Dès 17 ans, elle connaît sa première sélection en équipe de France[2]. Elle ne l'a plus quittée, hormis pour la naissance de son fils, pendant plus de quatorze ans et totalise ainsi 151[7], 153[8] ou 154[2] sélections. Elle détient alors le record du nombre de sélection en équipe nationale, aussi bien chez les femmes que les hommes[8].

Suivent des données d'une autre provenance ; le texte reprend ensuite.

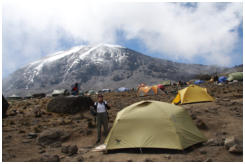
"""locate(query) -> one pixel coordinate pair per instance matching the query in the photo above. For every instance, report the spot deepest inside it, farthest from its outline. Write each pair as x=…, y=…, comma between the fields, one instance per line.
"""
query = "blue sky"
x=201, y=33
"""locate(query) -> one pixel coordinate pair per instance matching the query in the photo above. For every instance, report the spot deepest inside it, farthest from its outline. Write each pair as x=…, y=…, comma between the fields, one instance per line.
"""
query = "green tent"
x=91, y=92
x=153, y=124
x=235, y=76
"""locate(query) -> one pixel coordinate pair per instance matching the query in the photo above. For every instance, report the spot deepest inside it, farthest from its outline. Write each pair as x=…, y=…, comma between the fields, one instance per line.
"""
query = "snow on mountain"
x=96, y=67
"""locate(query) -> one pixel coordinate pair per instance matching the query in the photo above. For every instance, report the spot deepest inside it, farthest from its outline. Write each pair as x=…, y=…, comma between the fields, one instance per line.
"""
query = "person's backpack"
x=94, y=112
x=106, y=106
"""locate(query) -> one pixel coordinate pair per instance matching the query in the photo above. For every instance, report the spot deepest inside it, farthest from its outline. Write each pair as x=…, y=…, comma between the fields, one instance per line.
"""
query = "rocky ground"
x=30, y=133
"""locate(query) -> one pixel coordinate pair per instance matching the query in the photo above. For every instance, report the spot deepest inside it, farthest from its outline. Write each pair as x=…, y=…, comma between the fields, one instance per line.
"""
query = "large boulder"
x=39, y=95
x=5, y=107
x=52, y=136
x=69, y=104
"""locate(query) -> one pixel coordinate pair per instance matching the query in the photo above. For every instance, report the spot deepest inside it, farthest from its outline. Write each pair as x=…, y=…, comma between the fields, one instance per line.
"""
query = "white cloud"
x=31, y=28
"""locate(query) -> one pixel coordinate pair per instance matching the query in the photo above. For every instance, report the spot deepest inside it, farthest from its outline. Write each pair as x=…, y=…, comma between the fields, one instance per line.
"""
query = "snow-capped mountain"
x=96, y=67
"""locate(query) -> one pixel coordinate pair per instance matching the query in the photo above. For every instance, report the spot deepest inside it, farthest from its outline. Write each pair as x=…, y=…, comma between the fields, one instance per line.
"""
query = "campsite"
x=33, y=131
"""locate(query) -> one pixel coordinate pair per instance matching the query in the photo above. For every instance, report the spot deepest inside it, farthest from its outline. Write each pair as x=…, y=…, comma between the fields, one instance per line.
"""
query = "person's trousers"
x=101, y=119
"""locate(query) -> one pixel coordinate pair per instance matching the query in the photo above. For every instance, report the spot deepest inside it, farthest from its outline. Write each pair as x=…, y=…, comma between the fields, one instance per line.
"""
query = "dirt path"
x=223, y=118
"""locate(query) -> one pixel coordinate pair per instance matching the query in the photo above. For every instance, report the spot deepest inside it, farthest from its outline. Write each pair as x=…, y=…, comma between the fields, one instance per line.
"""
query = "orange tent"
x=149, y=90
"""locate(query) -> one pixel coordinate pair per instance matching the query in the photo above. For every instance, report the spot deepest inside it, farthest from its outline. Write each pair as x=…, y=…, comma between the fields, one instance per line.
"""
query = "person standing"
x=101, y=108
x=75, y=90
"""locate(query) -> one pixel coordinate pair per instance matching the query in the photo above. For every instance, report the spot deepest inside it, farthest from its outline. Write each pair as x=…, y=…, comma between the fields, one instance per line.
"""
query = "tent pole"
x=141, y=151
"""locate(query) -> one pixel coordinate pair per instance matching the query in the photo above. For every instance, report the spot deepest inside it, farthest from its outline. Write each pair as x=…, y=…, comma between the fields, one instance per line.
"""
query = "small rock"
x=50, y=158
x=208, y=160
x=42, y=151
x=200, y=124
x=215, y=142
x=80, y=159
x=37, y=111
x=26, y=141
x=229, y=142
x=21, y=131
x=53, y=135
x=167, y=156
x=88, y=132
x=148, y=160
x=64, y=149
x=56, y=144
x=203, y=152
x=32, y=135
x=236, y=149
x=67, y=121
x=72, y=150
x=13, y=113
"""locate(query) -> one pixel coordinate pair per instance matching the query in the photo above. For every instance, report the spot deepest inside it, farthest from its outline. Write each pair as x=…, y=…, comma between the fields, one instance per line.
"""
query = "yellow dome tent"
x=191, y=94
x=149, y=90
x=153, y=124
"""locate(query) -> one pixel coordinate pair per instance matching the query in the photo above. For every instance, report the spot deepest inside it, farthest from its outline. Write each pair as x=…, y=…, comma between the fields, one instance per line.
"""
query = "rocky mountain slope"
x=97, y=67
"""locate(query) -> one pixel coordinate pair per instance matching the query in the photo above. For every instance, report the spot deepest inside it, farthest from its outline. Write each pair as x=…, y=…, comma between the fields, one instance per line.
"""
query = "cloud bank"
x=32, y=29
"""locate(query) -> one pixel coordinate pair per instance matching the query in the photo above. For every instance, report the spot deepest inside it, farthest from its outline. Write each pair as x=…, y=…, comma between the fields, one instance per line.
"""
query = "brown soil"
x=223, y=118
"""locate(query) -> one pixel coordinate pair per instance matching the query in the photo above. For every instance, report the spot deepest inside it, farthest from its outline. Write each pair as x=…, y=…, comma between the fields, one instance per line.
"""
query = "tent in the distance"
x=153, y=124
x=198, y=82
x=166, y=83
x=222, y=79
x=149, y=90
x=122, y=89
x=235, y=76
x=58, y=92
x=191, y=94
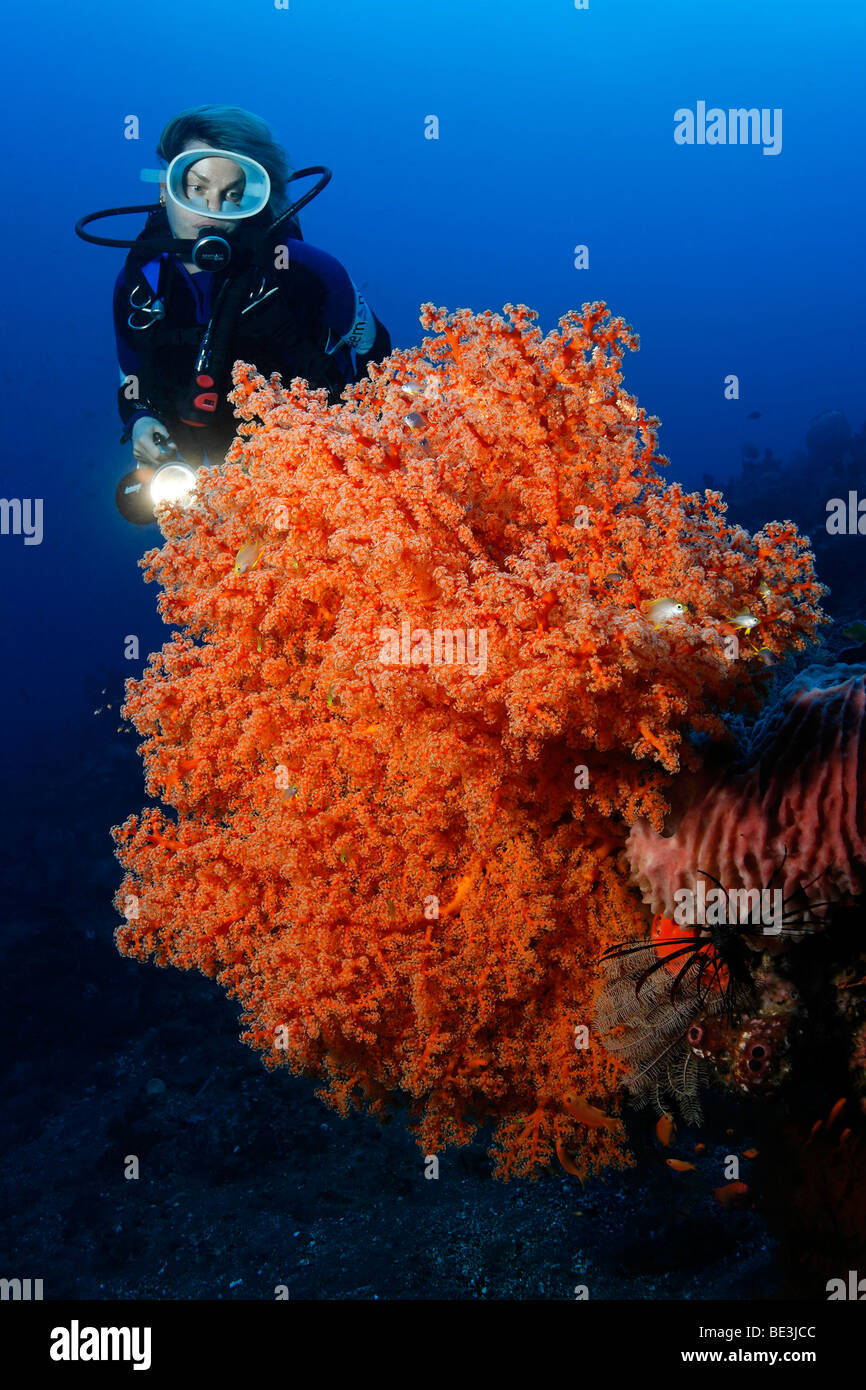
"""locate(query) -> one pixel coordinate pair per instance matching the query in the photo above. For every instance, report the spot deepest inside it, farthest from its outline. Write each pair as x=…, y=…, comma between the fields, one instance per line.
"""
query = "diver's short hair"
x=231, y=128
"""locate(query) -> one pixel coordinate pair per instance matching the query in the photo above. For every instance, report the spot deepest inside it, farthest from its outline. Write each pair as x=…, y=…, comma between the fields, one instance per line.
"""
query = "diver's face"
x=210, y=185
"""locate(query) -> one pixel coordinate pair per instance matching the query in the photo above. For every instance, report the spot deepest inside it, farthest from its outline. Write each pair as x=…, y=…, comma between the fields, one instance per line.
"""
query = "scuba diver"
x=221, y=273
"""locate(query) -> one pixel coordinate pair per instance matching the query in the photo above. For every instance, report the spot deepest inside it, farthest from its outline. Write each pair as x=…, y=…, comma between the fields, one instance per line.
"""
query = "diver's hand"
x=152, y=444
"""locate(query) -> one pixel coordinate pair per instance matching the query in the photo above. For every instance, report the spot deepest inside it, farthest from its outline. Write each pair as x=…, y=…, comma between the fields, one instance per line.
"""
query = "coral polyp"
x=399, y=858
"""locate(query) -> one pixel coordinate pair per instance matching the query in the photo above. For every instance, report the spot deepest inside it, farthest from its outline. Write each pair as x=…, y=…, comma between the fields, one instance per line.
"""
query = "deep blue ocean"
x=556, y=127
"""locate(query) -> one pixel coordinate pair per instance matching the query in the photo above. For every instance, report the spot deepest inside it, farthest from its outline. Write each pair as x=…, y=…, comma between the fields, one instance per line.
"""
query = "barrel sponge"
x=790, y=815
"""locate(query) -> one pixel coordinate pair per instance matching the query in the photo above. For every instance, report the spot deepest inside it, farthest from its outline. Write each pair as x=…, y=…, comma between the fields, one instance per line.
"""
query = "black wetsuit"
x=306, y=320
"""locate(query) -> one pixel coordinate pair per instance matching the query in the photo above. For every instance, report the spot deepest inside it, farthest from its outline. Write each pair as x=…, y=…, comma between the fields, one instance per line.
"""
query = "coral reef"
x=423, y=688
x=770, y=852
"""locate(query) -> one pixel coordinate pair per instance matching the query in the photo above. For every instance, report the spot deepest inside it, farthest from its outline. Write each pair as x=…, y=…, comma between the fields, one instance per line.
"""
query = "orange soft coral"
x=406, y=868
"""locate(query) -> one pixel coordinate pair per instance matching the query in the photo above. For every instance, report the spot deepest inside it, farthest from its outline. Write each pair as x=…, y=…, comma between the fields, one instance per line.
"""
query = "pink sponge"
x=791, y=816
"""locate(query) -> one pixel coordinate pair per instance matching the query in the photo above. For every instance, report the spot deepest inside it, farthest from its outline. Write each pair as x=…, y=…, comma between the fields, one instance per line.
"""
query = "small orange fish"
x=665, y=1130
x=248, y=556
x=462, y=894
x=733, y=1194
x=588, y=1114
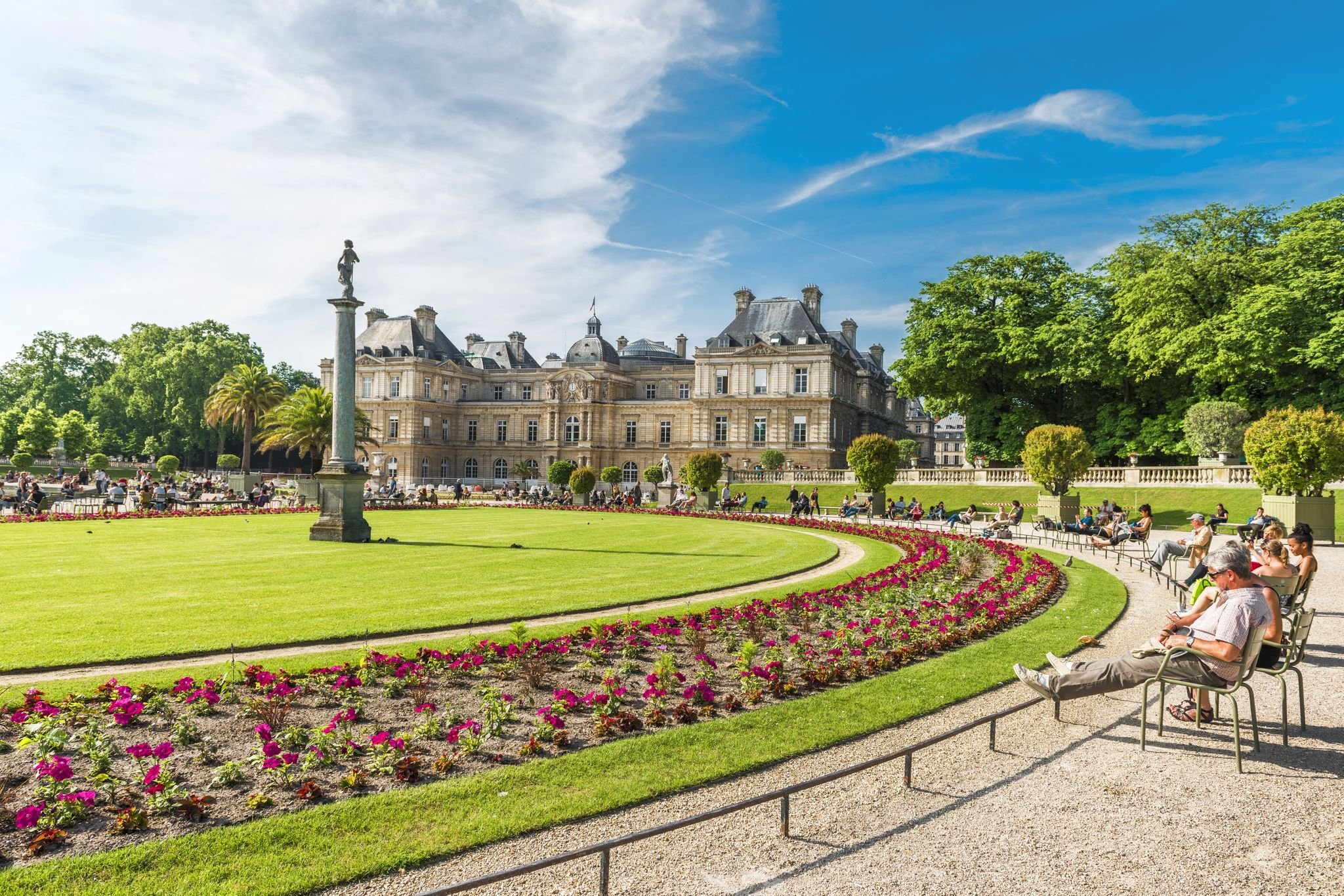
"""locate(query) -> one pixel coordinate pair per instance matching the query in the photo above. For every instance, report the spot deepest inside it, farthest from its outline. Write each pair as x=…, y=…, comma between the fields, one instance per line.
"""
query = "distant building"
x=774, y=378
x=949, y=437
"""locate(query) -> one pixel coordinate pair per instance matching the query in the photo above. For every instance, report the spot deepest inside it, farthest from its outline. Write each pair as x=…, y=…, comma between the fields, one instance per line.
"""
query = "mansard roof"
x=400, y=336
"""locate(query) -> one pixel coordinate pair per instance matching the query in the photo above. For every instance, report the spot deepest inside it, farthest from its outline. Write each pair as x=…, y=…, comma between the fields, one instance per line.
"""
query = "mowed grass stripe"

Entre-temps, elle a rejoint en 1974 ou 1975[9] le Sport athlétique mérignacais bien qu'il n'y avait alors aucune équipe féminine senior[8] : « J'y suis allée essentiellement pour des raisons professionnelles. Alors, au début, je jouais au volley ». Elle reste malgré cela sélectionnée en équipe de France[8] et construit peu à peu une équipe à Mérignac à partir de jeunes joueuses. Le titre de champion d'Aquitaine constitua un tremplin pour une équipe qui, après trois saisons en Nationale II (D2), se hisse en 1982 au plus haut niveau. Malgré les performances de Trijoulet qui termine troisième meilleure buteuse[10], le club est relégué dès sa première saison dans l'élite.
Elle reste pourtant à Mérignac, continuant à jouer le double rôle d'entraîneuse et de joueuse[3]. Elle permet ainsi au club de jouer plusieurs saisons dans l'élite dans les années 1990 avant d'être remplacée sur le banc par Thierry Vincent en 1999.